2025: Circuit de Monaco, Monaco

Monaco singed a new contract with Formula 1 in September 2022, keeping the iconic Circuit de Monaco on the schedule until at least 2025. This was the first contract signed with race organisers since 2011. 

2025: Autodromo Hermanos Rodriguez, Mexico City

The Mexican Grand Prix almost fell off the calendar amid money worries in 2019, however a new deal was signed in August that year, securing the event’s future for a further three seasons. Funding from the local government saw the event renamed in 2021 as the Mexico City Grand Prix.

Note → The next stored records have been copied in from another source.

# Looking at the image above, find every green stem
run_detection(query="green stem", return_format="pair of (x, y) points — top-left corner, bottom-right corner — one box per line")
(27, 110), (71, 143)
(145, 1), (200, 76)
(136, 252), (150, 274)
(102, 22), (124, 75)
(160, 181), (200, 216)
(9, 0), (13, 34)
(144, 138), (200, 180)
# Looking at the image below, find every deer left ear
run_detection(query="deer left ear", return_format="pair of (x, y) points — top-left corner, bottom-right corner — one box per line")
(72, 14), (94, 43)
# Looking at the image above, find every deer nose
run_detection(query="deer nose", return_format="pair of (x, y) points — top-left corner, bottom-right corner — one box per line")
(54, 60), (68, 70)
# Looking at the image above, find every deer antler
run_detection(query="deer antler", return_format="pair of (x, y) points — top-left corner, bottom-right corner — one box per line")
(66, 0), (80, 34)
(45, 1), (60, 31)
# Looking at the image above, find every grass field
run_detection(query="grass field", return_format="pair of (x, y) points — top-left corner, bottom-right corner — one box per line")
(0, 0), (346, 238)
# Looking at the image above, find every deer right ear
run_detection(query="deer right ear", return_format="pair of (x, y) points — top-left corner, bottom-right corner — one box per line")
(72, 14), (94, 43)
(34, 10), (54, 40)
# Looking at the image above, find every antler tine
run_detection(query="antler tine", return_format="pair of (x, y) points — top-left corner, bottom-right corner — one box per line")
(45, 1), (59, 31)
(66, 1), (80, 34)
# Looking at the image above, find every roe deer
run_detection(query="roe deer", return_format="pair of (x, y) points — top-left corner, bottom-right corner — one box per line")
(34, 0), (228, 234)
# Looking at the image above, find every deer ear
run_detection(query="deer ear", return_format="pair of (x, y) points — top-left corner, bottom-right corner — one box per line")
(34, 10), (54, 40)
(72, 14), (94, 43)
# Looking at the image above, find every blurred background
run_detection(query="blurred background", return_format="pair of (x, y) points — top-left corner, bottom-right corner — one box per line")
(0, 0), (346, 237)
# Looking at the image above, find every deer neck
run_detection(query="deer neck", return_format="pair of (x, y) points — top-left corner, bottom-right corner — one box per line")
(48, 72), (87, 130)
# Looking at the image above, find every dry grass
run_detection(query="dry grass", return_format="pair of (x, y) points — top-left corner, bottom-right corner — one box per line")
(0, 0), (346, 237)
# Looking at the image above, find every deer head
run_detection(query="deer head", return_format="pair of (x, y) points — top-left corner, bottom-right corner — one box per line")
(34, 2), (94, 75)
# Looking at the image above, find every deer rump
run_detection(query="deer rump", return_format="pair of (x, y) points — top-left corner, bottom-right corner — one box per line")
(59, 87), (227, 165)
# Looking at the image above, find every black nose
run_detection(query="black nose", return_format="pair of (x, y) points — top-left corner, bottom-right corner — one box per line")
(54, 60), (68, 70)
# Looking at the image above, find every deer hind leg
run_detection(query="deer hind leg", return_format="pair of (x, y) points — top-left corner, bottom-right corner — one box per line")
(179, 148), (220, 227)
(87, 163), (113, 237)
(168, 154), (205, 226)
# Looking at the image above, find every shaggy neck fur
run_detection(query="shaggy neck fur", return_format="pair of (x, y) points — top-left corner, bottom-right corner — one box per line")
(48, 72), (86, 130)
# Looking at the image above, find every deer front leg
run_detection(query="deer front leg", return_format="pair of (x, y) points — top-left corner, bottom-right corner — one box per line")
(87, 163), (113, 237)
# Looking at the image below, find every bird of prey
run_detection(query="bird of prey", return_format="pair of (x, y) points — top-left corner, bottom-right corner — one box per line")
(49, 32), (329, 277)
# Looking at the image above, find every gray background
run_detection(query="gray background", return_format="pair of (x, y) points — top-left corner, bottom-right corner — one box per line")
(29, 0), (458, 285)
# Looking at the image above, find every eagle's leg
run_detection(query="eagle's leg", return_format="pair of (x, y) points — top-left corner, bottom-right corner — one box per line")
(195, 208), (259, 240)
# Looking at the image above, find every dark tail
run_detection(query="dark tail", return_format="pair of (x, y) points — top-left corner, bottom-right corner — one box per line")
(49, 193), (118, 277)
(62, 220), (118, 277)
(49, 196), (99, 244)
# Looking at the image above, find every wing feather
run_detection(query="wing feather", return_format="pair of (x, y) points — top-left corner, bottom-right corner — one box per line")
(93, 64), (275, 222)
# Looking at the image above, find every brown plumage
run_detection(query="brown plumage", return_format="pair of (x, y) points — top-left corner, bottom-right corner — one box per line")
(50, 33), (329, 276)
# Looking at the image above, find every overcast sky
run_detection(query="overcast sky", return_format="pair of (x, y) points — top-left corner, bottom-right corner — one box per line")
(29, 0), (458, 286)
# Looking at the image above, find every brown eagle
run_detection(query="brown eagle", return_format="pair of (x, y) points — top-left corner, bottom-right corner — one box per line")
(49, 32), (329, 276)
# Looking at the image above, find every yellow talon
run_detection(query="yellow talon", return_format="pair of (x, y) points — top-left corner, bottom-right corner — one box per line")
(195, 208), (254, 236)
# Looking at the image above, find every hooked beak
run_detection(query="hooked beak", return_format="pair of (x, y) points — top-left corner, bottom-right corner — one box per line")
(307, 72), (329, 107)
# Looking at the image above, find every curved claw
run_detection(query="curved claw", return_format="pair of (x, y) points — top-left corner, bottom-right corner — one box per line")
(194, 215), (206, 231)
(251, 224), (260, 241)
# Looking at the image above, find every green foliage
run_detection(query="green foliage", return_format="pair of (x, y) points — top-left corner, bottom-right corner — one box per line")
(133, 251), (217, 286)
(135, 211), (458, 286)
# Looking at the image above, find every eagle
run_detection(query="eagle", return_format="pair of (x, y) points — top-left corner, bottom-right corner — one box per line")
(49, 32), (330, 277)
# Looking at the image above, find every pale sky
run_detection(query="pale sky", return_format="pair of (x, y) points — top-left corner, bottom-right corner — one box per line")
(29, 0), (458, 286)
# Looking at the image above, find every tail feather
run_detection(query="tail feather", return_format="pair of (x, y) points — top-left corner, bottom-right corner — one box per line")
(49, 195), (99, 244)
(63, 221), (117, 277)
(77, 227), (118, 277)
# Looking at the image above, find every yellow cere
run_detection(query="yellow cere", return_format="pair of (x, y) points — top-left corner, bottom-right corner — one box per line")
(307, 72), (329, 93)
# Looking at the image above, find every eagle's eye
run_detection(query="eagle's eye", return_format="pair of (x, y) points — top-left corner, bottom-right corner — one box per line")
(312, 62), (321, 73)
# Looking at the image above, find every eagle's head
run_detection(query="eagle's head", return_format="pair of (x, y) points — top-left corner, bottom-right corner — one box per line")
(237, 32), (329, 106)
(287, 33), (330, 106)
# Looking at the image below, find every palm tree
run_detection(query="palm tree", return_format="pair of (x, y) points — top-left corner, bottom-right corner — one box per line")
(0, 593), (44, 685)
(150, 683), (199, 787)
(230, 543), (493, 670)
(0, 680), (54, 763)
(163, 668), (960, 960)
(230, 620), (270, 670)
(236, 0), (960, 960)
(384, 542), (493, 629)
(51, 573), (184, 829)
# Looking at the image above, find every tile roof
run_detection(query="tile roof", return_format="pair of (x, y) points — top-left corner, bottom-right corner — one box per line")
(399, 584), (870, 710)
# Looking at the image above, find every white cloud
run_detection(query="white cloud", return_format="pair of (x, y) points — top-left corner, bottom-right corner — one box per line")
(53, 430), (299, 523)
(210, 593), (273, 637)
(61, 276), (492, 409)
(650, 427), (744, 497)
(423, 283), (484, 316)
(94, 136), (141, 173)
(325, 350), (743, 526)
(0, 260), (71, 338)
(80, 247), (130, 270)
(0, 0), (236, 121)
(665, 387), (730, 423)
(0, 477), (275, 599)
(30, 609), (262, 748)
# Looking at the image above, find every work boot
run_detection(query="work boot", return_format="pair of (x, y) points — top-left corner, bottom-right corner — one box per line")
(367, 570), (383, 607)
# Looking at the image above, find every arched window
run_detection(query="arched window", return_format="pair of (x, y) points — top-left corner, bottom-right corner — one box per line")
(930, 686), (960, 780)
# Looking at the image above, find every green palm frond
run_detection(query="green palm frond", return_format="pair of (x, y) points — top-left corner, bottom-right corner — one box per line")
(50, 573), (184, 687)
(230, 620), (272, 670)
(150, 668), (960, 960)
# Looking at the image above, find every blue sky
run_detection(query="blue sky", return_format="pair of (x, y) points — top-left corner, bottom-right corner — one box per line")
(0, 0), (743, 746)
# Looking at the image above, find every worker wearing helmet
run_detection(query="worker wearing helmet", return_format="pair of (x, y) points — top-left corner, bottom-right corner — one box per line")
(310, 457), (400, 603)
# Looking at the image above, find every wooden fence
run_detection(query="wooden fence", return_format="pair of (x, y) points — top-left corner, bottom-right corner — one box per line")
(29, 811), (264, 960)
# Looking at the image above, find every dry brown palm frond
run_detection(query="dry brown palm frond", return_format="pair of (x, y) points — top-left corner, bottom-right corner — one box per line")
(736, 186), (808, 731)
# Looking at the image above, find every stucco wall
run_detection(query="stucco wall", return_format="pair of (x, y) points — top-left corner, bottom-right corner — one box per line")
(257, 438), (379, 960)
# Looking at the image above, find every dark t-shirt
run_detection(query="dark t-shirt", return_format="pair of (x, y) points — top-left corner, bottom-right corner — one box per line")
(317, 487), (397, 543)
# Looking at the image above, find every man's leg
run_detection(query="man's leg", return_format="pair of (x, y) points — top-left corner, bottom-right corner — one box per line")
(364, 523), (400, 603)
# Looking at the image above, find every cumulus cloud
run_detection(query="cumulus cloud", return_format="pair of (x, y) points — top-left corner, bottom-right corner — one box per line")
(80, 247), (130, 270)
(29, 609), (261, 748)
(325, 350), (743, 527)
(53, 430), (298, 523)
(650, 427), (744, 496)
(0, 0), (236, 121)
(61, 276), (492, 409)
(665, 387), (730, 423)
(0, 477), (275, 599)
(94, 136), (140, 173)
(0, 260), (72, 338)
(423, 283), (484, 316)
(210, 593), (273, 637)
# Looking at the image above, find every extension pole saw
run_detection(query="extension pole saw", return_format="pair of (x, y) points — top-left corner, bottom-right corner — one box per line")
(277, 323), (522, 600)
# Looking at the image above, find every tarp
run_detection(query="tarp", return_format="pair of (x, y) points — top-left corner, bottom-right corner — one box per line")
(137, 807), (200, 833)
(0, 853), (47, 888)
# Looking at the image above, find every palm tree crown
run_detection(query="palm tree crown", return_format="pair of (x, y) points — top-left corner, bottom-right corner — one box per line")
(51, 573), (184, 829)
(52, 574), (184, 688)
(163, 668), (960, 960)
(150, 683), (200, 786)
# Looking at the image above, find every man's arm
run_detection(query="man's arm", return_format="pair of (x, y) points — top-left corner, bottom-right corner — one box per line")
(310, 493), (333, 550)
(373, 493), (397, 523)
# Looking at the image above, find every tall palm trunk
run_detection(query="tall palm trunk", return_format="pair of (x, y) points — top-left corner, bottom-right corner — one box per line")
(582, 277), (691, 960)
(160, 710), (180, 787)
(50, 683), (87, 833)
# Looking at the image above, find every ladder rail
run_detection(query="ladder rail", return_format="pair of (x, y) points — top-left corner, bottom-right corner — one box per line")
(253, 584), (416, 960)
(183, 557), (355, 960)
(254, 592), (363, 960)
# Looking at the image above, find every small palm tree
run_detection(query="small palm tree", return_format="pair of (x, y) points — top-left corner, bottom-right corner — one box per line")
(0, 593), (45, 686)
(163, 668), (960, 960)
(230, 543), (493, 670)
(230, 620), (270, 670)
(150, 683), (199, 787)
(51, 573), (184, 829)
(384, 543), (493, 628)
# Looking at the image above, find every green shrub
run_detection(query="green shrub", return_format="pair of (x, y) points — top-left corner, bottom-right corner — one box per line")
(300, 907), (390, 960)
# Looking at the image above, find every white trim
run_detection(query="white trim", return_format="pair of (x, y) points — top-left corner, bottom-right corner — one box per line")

The event was absent from the calendar in 2020 due to the global pandemic. Unlike other circuits in a similar situation, Autodromo Hermanos Rodriguez did not add an additional year to its contract to make up for the skipped event. Ahead of the 2022 race, the final event of the circuit’s previous contract, Formula 1 confirmed that Mexico City will remain on the calendar until at least 2025

2025: Las Vegas, United States

Las Vegas has signed up to join the F1 calendar in 2023. The inaugural Las Vegas Grand Prix is expected to take place next November. The initial contract runs for three seasons, to 2025. F1 has already made a long-term commitment to the area, having bought land near the famous Las Vegas Strip to house the pit complex. With plans to make the Nevada race a “flagship event”, it’s likely that the contract will soon be extended, if Vegas lives up to the hype. 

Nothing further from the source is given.